The outgoing Premier League champions used Twitter to confirm speculation which had been building since the bitter weekend defeat by 2-0 away to his old club, Everton. Wales veteran Ryan Giggs will take over as interim manager until the end of the season while Holland manager Louis Van Gaal was the bookmakers’ early favourite as a long-term successor.

Moyes had remained outwardly positive about his tenure at Old Trafford. The owning Glazer family had expected some slippage in his first season but not an avalanche which took the club out of the Champions League slots.

Last weekend’s 11th league defeat under Moyes ended their last faint hopes of achieving a top-four finish and wiped out the owners’ trust that Moyes was worthy of trust to handle a £100m-plus spending spree this coming summer.

Moyes was hand-picked by the retirement-bound Sir Alex Ferguson this time last year. He was cut from the same Glaswegian working-class stone as Ferguson and his appointment met little criticism, apart from a minority among fans and media who would have preferred Jose Mourinho.

However, Moyes was undermined from the outset by the circumstances under which he took the job.

Firstly, United were also allowing vastly experienced David Gill to retire as chief executive simultaneously. This saw the new manager leaning on a new boss in Ed Woodward – and Woodward, while hugely successful in signing new sponsors, was raw in terms of signing superstar footballers.

Secondly, top clubs plan their transfer strategy deep into the previous season. United could not start work until Moyes arrived on July 1. That was desperately late but Moyes, in any case, had no real insight into his squad and what he needed in terms of new blood.

Thirdly, buying Belgian Marouane Fellaini for an unnecessarily high fee and then, in January, Juan Mata, were both misjudgements, more to appease fan impatience. The wrong reason. That fuelled the Glazers’ unease about entrusting Moyes with a £150m budget this coming summer.

Moyes, having started under so many handicaps, did not help himself.

Firstly he replaced Ferguson’s entire backroom staff with his own men when at least one continuity figure on the training ground might have helped ease the transition for both himself and his players.

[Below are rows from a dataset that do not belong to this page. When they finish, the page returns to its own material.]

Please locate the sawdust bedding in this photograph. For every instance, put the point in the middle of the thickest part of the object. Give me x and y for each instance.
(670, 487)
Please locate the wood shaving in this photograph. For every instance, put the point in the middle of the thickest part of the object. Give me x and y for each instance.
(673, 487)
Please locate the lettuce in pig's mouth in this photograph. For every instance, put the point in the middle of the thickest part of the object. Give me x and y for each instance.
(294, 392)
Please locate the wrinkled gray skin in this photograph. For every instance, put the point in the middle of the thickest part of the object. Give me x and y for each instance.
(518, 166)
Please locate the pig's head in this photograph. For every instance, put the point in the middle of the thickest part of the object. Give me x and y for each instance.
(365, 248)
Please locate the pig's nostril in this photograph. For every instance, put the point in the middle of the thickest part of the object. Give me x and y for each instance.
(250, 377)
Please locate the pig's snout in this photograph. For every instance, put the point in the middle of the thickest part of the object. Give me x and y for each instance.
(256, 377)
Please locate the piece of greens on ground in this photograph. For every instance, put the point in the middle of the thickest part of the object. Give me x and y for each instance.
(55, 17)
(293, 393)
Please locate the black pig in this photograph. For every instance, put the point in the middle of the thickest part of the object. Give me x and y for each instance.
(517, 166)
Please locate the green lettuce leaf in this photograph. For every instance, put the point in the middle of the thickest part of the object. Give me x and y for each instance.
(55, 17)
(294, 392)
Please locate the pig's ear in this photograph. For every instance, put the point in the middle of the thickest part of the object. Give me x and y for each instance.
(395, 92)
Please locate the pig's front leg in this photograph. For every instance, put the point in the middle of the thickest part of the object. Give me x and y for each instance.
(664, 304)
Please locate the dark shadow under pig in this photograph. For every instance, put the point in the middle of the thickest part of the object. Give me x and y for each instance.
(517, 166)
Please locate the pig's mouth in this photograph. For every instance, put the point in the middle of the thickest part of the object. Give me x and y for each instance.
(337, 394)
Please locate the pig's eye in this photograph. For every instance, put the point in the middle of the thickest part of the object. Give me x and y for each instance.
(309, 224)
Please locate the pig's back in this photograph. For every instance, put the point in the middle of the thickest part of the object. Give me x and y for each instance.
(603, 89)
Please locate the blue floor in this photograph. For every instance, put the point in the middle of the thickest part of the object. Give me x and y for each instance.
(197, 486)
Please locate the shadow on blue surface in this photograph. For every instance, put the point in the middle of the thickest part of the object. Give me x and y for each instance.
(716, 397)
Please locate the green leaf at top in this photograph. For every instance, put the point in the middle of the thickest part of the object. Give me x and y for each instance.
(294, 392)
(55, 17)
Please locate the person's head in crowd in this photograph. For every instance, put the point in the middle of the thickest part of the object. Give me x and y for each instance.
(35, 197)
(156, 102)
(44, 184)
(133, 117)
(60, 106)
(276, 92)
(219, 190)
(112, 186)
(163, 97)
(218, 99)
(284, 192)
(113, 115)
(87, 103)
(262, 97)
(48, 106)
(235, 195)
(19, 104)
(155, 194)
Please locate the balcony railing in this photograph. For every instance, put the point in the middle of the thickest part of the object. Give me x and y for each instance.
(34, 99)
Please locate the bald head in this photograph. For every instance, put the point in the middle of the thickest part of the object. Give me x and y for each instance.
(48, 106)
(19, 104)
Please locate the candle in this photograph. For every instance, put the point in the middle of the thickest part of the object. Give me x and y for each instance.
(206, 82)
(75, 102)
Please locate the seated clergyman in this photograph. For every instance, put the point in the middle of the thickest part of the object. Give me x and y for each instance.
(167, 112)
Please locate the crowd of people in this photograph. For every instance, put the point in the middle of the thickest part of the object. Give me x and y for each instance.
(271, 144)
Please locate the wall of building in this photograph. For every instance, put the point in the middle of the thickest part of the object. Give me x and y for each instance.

Then, once the season had begun, his perpetual chopping and changing of his line-up disturbed the dressing room and betrayed a lack of vision for the team as a whole.

Hence history repeated itself. Just as Wilf McGuinness could not cope with Sir Matt Busby’s mighty legacy back in 1970 so Moyes could not cope with the full fall-out from Ferguson’s departure.

An important concept, among players in the upper strata of English football, is known as: “Show us your medals.” It’s about respect; about players’ relationship with their manager and willingness to accept his orders.

Ferguson had a bank vault of medals. Moyes had none; he leaves with a Community Shield victory to his credit. That’s not so much a trophy, more a wooden spoon.